||| FROM WASHINGTON POST |||


As many of us have been masking and social distancing for a year now, we haven’t been exposed to the usual mix of colds, stomach bugs, and the like. I haven’t had COVID (as far as I know) but I also haven’t had a cold in over a year. Will my immune system grow “lazy” or be unprepared for the usual challenges once we’re vaccinated and stop wearing masks? — Barbara in Massachusetts

Your sense that colds and other common infections appear to have declined during the pandemic is correct. Unsurprisingly, best-practices to halt coronavirus transmission — such as wearing masks, avoiding crowds and staying safe distances apart — also help to stop other respiratory pathogens from spreading.

Infectious-disease scientists who track those viruses have observed cases at record, or near-record, low levels.

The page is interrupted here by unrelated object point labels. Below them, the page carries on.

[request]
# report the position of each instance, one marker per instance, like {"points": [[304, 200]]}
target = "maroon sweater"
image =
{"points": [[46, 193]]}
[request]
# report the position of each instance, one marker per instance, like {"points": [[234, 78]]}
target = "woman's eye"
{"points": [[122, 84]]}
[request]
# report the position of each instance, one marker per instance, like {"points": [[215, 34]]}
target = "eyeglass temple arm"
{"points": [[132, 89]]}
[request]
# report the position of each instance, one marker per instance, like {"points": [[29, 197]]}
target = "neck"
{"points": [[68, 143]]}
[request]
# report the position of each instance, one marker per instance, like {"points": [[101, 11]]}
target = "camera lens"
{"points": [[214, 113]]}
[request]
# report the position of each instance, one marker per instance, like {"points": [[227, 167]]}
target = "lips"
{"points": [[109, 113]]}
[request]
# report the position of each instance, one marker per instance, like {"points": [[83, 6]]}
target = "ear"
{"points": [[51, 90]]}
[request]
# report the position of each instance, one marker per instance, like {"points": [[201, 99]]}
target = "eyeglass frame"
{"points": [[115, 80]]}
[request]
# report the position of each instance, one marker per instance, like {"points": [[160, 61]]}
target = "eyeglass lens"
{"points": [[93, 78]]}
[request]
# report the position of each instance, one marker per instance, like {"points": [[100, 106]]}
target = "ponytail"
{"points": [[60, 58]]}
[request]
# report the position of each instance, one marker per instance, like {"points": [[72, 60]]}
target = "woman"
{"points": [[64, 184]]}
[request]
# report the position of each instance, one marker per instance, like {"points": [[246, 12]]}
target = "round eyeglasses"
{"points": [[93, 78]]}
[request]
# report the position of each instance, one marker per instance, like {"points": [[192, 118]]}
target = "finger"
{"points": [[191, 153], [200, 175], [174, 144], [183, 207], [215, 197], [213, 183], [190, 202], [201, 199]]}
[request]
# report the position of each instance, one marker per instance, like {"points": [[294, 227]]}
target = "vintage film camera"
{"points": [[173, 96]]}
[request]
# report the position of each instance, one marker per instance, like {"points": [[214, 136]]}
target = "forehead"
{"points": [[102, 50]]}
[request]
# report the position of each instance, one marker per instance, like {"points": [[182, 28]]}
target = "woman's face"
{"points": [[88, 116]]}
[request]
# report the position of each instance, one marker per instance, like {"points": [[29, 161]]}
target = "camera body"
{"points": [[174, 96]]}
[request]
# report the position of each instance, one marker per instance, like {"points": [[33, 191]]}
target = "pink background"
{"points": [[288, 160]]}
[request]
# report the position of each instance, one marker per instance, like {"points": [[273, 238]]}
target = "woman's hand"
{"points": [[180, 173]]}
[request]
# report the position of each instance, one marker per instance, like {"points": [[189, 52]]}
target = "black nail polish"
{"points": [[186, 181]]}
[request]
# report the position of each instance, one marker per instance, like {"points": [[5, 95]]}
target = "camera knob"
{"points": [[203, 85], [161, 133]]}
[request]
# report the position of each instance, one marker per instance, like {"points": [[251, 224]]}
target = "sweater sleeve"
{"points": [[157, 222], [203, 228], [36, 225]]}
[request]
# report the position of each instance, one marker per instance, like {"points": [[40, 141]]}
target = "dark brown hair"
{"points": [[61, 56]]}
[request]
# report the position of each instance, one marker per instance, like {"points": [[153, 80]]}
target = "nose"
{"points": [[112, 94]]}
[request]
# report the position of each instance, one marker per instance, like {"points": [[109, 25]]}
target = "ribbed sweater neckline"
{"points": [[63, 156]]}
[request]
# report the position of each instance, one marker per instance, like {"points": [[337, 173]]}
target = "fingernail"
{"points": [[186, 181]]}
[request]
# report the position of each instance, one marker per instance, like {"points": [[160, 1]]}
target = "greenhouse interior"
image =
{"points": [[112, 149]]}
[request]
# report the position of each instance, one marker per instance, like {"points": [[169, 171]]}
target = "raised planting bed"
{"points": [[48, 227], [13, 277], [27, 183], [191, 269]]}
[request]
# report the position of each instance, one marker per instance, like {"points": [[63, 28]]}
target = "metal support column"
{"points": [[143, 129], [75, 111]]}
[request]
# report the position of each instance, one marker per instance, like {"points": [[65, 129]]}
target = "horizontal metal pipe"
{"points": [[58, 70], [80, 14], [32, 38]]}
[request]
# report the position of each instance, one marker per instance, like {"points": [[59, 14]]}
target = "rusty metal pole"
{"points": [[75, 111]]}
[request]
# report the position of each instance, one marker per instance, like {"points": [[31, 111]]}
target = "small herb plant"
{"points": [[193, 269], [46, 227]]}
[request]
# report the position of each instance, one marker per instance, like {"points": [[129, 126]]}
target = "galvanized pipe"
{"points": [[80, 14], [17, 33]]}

“This is my 30th flu season,” Lynnette Brammer, leader of the Centers for Disease Control and Prevention’s Domestic Influenza Surveillance team, told The Washington Post in January. “I never would have expected to see flu activity this low.”

Are our immune systems becoming sluggards in the meantime? Not necessarily. Immune defenders called memory cells, certain T and B cells, form during an infection. Picture them as being like guard dogs trained to recognize a known prowler’s scent. Some types of immune memories fade after months, vanishing as subsets of those cells die off. But other immune memories can last much longer — on the scale of decades. People with the smallpox vaccine have been found to have protective T cells 70 years after immunization, for instance. (Exactly how a population of microscopic guard dogs persists for so long is not totally known.)

The trouble with colds, though, as this New York Times article notes, is that hundreds of different viruses cause them. Your cells could be vigilant as ever against one cold germ, but it does not mean they will recognize the next. And what is likely to change post-pandemic is a big uptick in exposure risks.

With the resumption of behaviors that permit common viruses to spread comes concern about new outbreaks. This has already happened overseas. Hong Kong, for instance, experienced a burst in colds when children returned to schools in October and November. The authors of a recent study describing those infections noted that the overall population may have become increasingly susceptible to flu viruses and rhinoviruses. That’s “because persons were likely less exposed to the viruses when intense social distancing measures, including school dismissals, were implemented in response to the COVID-19 pandemic,” they wrote. “This would have increased transmission potential when schools resumed.”

One analogy to this is a forest fire, as Bryan Grenfell, a Princeton University epidemiologist and population biologist, told The Post: “For the fire to spread, it needs to have unburned wood. For epidemics to spread, they require people who haven’t previously been infected. So if people don’t get infected this year by these viruses, they likely will at some point later on.”